Feng Shui Before It Was Cool


 How unbeknownst to the family, a distant relative with OCD became a legend.

While having a rare dinner with family members recently, we began talking about our maternal great-grandmother. She was quite opinionated and, with a fair amount of prodding, could get hysterically funny.

She would verbally lambaste us whenever she felt we were being rude or overtly obnoxious. It was all in jest and when the good natured ribbing finished, we’d all be in maniacal fits of laughter.

Granny was also the family historian. She had tales that were passed down through generations and we were all amazed by her almost total recall. Her memory was astounding as she could remember small and even trivial details.

One cousin of mine wrote down Granny’s stories and, if there was enough detail, she could confirm many of them. 

For instance, an uncle of ours knew the Wright Brothers. Another cousin served as a messenger under General Pershing in WWI. One family member attended one of Buddy Holly’s last concerts.

But the one claim that intrigued me was one that I had heard of many times, but had no way of verifying.

My great-great-grandfather rearranged the deckchairs on the Titanic.

Now, I had heard this phrase used before to illustrate doing something that had no relevance to the problem at hand. A futile gesture signifying nothing. Like lighting a match during a house fire or wearing a parachute on a submarine.

I was once in a board meeting when one of the company officers used the phrase when someone mentioned implementing a new billing management system when the subject was about refinancing to avoid buyout. It had nothing to do with the problem.

It stuck with me. 

I knew there was more information about the sinking of the Titanic now than there ever has been. I took to the internet to find detailed databases and scour them.

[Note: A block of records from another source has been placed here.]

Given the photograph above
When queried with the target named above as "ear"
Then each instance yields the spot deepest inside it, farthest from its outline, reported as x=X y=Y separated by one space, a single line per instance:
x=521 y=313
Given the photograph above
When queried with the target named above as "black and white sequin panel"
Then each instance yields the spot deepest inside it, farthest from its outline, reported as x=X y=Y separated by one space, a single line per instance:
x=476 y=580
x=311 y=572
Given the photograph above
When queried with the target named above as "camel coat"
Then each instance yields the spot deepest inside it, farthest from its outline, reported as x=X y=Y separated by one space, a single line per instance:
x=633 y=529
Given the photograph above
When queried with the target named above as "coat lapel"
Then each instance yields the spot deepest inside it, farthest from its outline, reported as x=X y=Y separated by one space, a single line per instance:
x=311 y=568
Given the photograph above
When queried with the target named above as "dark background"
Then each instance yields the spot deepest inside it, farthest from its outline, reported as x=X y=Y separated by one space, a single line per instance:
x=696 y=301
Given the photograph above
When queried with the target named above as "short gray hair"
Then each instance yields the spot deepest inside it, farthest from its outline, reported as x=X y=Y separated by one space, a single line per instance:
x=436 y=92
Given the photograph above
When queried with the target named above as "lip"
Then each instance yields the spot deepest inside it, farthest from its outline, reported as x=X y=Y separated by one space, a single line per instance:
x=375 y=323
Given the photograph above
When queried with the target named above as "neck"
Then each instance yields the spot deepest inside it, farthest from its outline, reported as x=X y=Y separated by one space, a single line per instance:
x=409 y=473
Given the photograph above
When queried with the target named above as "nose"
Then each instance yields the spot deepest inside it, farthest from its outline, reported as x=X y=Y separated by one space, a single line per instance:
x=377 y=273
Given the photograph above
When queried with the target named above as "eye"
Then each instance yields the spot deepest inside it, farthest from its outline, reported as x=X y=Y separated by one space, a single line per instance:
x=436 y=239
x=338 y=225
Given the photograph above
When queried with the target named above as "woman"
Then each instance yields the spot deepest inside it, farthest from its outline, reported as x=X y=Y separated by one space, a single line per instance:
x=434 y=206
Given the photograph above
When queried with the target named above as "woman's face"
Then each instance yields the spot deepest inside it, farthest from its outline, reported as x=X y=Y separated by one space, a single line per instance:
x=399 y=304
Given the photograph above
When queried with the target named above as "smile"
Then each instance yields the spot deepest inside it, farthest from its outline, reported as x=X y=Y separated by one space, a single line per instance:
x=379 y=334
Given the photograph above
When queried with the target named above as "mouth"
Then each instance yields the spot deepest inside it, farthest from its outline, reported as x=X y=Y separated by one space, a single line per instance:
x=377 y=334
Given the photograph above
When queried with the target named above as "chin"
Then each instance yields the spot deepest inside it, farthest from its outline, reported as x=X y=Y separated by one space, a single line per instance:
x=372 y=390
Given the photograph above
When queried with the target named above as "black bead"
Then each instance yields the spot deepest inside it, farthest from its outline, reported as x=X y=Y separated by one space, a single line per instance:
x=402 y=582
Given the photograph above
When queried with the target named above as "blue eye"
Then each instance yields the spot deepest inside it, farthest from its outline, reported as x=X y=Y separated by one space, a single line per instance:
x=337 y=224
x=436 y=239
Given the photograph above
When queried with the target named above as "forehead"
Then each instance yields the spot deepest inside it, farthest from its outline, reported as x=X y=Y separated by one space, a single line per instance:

I knew my great-great-grandfather was onboard the ill-fated ship on its maiden voyage. He was in third-class steerage. That meant he was down near the engine room. That much has been documented.

There are also family stories about how fussy he was with cleanliness and details. He hated smudges. My Great-great-grandfather despised crumbs of any sort on countertops.

He had a reputation for changing seating arrangements during holiday meals. 

Once he even had broken into a house of a friend to re-alphabetize books and had been arrested for breaking and entering.

As I was spending hours pouring through old documents, I came across two separate interviews of survivors of the sinking. 

Two entirely different witness accounts of some madman running up and down the decks of the ship while it was sinking after hitting the iceberg.

As the deckchairs were sliding toward the listing bow, this man was picking them up and placing them back in an orderly fashion. He had them evenly placed so the people could efficiently walk around them without having to change the direction in which they walked.

One interviewee said the arrangement was better than before and wondered where this man had been during the voyage. He said it was wondrous to see.

It made me subtly proud that a man that I am related to did what he felt he had to do while facing certain death. Now matter how daft or pointless that act was. 

I’m going to keep doing family history research. Now I have to find out if we really had an aunt that invented buffalo wings.